Visualizações: 15 Autor: Editor do site Horário de publicação: 27/05/2025 Origem: Site
A Comissão Europeia divulgou oficialmente novas regras para licitações de projetos de energia renovável, exigindo que os estados membros incluam critérios de seleção além do preço na licitação, como sustentabilidade, resiliência da cadeia de abastecimento, segurança cibernética e responsabilidade social corporativa. As novas regras são legislação secundária ao abrigo da Lei da Indústria Net-Zero (NZIA) e serão totalmente implementadas nos estados membros da UE em 2026.

A Comissão Europeia estabeleceu regras ao abrigo da Lei da Indústria Net-Zero para recompensar a sustentabilidade e a resiliência nos leilões de energias renováveis.
Pelo menos 30% das licitações anuais estarão sujeitas às novas normas a partir do final de 2025
De acordo com as novas regras, a partir de 30 de dezembro de 2025, cada estado membro da UE deve aplicar estes critérios de seleção não relacionados com preços a projetos de energia renovável de pelo menos 30% (ou pelo menos 6 GW) da sua capacidade anual de licitação.
A SolarPower Europe (SPE) afirmou isto, acreditando que esta abordagem 'moderada' pode fornecer aos fabricantes solares da UE certa procura de mercado sem afectar o ritmo de implantação do resto do mercado, garantindo que o progresso geral das instalações solares não seja abrandado.
Ajustar os padrões nacionais de licitação para reduzir a “dependência de países terceiros”
Os novos regulamentos dão aos Estados-Membros a flexibilidade para aplicar estas normas como condições de pré-qualificação ou avaliação ao sistema de licitação nacional, com o objectivo de orientar as licitações para uma mudança gradual de um modelo simples de baixo preço.
A Comissão Europeia destacou que a legislação também esclarece quais projetos de manufatura podem receber apoio especial no âmbito da estrutura da NZIA e podem ser apoiados em grande escala como “projetos estratégicos”.
Além disso, os novos regulamentos também enumeram a 'dependência de países terceiros' das principais tecnologias líquidas zero para ajudar os Estados-Membros a avaliar se devem conceder estatuto estratégico a projetos industriais específicos, reduzindo assim a dependência da tecnologia e da cadeia de abastecimento de países não pertencentes à UE.
Fortalecendo as indústrias locais, a indústria transformadora europeia deu início à proteção política
Dan Jørgensen, Comissário Europeu para a Energia e Habitação, afirmou: «Um mecanismo de licitação de energias renováveis bem concebido é uma medida importante para proporcionar aos fabricantes europeus uma concorrência leal no mercado da UE e ajudar-nos a alcançar a resiliência industrial e os objetivos de descarbonização.»

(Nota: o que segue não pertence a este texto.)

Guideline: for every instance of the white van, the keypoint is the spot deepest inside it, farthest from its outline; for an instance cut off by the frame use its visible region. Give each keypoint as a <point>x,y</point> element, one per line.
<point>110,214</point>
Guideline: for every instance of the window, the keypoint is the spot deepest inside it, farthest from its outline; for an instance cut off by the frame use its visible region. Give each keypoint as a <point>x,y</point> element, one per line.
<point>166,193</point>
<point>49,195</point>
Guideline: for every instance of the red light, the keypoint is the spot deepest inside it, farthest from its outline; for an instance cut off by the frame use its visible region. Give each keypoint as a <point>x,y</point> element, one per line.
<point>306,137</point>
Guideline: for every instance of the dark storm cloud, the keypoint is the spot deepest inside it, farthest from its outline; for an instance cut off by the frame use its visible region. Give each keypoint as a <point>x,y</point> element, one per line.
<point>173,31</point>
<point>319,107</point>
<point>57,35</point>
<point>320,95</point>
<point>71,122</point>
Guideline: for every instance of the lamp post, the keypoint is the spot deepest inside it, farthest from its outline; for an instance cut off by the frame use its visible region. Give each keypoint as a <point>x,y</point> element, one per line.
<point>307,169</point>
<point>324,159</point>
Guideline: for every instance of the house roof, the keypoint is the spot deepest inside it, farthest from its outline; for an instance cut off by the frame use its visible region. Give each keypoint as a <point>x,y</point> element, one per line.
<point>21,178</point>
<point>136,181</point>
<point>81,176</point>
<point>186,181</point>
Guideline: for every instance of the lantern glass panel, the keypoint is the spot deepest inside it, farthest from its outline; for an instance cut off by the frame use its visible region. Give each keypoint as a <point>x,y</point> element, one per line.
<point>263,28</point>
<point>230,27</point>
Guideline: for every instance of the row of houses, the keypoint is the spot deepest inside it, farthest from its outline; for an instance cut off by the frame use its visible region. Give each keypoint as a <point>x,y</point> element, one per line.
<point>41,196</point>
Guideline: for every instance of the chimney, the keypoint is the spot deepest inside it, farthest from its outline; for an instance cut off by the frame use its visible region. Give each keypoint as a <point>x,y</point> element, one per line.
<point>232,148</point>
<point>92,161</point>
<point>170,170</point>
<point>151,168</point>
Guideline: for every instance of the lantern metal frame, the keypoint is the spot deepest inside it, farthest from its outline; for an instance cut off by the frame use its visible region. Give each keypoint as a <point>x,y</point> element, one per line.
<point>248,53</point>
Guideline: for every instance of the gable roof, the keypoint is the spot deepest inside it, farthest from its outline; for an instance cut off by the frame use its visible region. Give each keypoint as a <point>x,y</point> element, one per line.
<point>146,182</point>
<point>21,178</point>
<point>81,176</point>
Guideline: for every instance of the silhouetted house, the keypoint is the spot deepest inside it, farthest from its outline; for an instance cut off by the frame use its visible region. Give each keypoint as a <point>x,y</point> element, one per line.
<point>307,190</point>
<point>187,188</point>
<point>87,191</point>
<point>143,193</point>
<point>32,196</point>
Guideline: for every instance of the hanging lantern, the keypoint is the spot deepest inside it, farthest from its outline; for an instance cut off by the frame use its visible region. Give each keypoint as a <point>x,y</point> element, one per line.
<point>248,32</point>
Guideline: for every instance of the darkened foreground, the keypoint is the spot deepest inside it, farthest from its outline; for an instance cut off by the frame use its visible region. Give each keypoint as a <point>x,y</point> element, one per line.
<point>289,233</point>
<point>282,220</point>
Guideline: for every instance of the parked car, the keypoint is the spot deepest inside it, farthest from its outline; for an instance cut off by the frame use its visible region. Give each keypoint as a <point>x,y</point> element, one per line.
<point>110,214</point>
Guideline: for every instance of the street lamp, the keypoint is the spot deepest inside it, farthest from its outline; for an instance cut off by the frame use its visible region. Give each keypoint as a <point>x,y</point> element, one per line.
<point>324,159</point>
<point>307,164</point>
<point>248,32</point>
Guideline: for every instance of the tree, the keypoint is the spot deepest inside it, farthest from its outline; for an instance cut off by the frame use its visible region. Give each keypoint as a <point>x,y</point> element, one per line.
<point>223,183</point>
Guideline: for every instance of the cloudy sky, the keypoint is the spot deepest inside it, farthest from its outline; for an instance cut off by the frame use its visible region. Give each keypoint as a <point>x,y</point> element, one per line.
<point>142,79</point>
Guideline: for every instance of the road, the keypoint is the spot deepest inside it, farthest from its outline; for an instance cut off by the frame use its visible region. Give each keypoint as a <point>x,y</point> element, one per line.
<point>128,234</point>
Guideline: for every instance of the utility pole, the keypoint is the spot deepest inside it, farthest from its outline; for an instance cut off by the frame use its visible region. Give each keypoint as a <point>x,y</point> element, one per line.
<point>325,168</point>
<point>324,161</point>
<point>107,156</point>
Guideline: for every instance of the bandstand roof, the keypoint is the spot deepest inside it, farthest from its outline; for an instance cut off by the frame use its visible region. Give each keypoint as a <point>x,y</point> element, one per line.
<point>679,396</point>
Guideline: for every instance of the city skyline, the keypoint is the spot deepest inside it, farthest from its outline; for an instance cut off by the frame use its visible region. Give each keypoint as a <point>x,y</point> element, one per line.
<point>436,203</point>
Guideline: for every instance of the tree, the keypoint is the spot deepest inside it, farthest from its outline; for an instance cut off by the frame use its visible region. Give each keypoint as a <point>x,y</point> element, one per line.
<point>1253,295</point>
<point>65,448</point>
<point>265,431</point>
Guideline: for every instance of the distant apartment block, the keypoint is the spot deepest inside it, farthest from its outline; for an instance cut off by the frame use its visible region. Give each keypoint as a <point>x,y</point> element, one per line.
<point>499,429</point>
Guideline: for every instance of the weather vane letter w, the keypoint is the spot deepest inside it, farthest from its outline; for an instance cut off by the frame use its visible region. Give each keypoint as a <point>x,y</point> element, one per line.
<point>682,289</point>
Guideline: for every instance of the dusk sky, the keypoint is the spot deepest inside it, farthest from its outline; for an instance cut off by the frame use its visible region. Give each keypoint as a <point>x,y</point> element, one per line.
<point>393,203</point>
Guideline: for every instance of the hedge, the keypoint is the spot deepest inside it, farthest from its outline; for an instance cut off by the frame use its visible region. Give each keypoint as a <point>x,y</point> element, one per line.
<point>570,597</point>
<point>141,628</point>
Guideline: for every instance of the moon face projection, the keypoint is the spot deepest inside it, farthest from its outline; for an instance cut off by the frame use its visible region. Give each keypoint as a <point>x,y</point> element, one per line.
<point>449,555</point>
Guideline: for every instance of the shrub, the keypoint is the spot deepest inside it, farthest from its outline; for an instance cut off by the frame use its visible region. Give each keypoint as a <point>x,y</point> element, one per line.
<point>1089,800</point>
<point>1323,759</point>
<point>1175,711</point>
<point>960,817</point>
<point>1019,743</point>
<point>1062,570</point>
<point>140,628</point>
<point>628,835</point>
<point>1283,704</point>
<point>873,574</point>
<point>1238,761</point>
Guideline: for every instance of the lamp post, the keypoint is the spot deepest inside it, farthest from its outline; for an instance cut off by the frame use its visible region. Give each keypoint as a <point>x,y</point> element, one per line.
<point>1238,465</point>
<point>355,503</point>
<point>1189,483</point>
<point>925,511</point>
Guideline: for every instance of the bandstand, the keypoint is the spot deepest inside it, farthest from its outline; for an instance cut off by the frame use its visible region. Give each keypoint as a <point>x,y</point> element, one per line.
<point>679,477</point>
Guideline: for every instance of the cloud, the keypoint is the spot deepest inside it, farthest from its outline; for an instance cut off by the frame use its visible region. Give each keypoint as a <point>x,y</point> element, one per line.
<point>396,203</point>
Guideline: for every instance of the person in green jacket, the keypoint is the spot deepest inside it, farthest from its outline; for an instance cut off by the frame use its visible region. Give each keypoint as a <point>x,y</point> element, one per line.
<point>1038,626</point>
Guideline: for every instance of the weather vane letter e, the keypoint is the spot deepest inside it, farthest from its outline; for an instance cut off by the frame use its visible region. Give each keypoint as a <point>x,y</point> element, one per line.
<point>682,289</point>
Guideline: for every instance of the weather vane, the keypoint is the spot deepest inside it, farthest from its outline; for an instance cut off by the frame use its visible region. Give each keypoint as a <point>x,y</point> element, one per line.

O plano NZIA dará início à sua primeira revisão em 2027 para clarificar o caminho de implementação por volta de 2030.
Dries Acke, vice-diretor geral da SPE, chamou a legislação de 'um passo importante na reconstrução da indústria doméstica de fabricação fotovoltaica da Europa' e 'fornece um mercado exclusivo para produtos solares fabricados na UE, aliviando a severa pressão de mercado atualmente enfrentada pelos fabricantes europeus'.